To probe the relevance of this pathway for pain, Liedtke and colleagues devised a gene-therapeutic approach wherein they loaded a virus, known as an AAV9 gene-therapy viral vector, with phosphorylation-resistant delta-CAT. To infect spinal cord dorsal horn neurons with AAV9 driving phosphorylation-resistant delta-CAT , they injected it into the cerebrospinal fluid of mice. Remarkably, they found that this experimental gene therapy had analgesic effects similar to those of Kenpaullone. These findings suggest that Kenpaullone and similarly-acting kinase-inhibitory compounds, as well as delta-CAT gene therapy, have the potential to become new tools in our toolbox against chronic refractory pain, including nerve injury pain and cancer bone pain, and likely against other forms of chronic pain (trigeminal pain) associated with low Kcc2 expression. This approach may also be effective against other neurologic and psychiatric disorders in which this mechanism appears to contribute to the disease.

The seminal findings summarized here can be found in a new report published in Nature Communications. The first author of this report, Dr.
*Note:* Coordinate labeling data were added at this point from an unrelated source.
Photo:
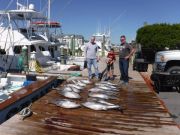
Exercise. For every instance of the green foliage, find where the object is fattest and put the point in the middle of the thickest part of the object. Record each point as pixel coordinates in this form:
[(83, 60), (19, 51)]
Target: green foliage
[(159, 36)]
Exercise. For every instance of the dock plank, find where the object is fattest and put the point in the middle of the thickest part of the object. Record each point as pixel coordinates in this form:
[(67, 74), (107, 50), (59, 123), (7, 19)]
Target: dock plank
[(144, 114)]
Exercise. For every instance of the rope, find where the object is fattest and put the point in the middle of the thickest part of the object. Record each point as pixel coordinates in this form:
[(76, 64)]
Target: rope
[(38, 67), (26, 112)]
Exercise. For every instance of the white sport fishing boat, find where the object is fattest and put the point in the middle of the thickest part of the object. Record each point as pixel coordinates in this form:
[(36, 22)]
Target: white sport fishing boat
[(15, 32)]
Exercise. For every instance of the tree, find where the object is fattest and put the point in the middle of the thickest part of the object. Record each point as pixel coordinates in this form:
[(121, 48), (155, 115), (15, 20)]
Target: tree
[(159, 36)]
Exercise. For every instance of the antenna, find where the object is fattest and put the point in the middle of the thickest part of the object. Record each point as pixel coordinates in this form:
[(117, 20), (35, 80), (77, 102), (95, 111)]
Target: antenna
[(49, 11)]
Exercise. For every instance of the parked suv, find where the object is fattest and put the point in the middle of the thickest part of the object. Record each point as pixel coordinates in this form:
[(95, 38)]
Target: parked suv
[(167, 61), (166, 70)]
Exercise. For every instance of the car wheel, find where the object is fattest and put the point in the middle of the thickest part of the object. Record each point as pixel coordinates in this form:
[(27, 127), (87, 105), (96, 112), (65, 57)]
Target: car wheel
[(174, 70)]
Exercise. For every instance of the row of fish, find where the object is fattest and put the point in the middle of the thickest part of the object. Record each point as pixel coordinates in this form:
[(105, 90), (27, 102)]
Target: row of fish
[(97, 96)]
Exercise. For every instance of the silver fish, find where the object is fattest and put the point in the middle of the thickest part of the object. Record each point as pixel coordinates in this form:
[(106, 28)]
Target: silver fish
[(70, 94), (75, 89), (95, 90), (104, 87), (99, 101), (64, 89), (75, 86), (100, 95), (81, 84), (65, 103), (86, 81), (99, 106)]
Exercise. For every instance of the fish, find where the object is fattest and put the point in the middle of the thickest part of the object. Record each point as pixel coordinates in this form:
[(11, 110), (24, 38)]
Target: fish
[(100, 106), (75, 89), (81, 84), (105, 82), (65, 103), (101, 95), (70, 94), (86, 81), (75, 86), (99, 101), (95, 90)]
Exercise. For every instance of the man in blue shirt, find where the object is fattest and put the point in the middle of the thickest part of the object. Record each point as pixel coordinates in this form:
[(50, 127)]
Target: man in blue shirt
[(91, 55), (125, 52)]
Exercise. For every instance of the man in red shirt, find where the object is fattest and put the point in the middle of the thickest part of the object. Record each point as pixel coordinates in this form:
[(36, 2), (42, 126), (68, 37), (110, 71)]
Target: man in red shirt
[(110, 64)]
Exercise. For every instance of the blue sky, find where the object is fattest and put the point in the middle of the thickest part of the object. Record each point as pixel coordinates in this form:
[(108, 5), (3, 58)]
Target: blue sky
[(122, 16)]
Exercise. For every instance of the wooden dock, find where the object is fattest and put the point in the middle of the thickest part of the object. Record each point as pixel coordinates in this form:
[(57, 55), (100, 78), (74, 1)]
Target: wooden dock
[(144, 114)]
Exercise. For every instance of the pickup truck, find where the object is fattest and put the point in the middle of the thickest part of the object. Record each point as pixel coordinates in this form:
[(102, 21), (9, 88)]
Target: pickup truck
[(166, 70)]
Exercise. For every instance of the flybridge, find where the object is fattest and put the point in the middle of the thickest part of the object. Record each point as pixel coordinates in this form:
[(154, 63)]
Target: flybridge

Michele Yeo, worked with Liedtke for more than a decade to elucidate basic regulation of the Kcc2 gene. Co-first author Dr. Yong Chen now has his own research laboratory at Duke. The co-senior author Dr. Ru-Rong Ji (Director of Translational Pain Research, Duke) and his team investigated spinal cord pain relay neurons. Collaboration of Dr. Wolfgang Liedtke's laboratory with Dr. Jorge Busciglio's laboratory at UC Irvine was key to validating the human applicability of Kenpaullone.